A business finds that it has to increase its staff by 5% each year due to growth. After how many years would the size of their staff double?
2 = (1 + .05)^y
log(2) = y * log(1.05)
To find out after how many years the size of the staff would double, we can use the concept of exponential growth. Let's assume the initial size of the staff is "S".
According to the problem statement, the business has to increase its staff by 5% each year. This means that the staff size will grow by 5% every year.

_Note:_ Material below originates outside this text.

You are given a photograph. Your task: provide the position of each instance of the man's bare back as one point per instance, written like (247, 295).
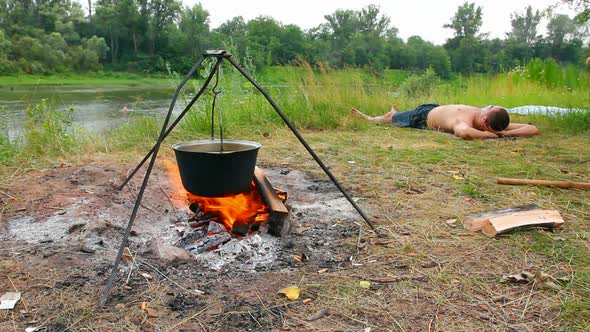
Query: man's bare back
(463, 121)
(446, 117)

To calculate the size of the staff after one year, we can use the following formula:
Staff after 1 year = S + (5/100) * S = S + 0.05S = 1.05S
Similarly, to calculate the size of the staff after two years, we can use the formula:
Staff after 2 years = (1.05S) + (5/100) * (1.05S) = (1.05S) + 0.0525S = 1.1025S
In general, the size of the staff after "n" years can be calculated using the formula:
Staff after "n" years = S * (1 + r)^n
where "r" is the rate of increase, which is 5% expressed as a decimal (0.05), and "n" is the number of years.
We want to find the value of "n" when the staff size doubles. This means we want to find the value of "n" when "Staff after n years" is equal to 2S.
Equating the two, we have:
2S = S * (1 + 0.05)^n
Dividing both sides of the equation by S, we get:
2 = (1.05)^n
To solve for "n", we need to take the logarithm of both sides of the equation. Let's use the natural logarithm (ln):
ln(2) = ln((1.05)^n)
Using the logarithmic property, we can rewrite the equation as:
ln(2) = n * ln(1.05)
Finally, solving for "n", we divide both sides of the equation by ln(1.05):
n = ln(2) / ln(1.05)
Now we can calculate the value of "n" using a calculator or math software. The result will provide the number of years it would take for the staff size to double based on a 5% annual increase.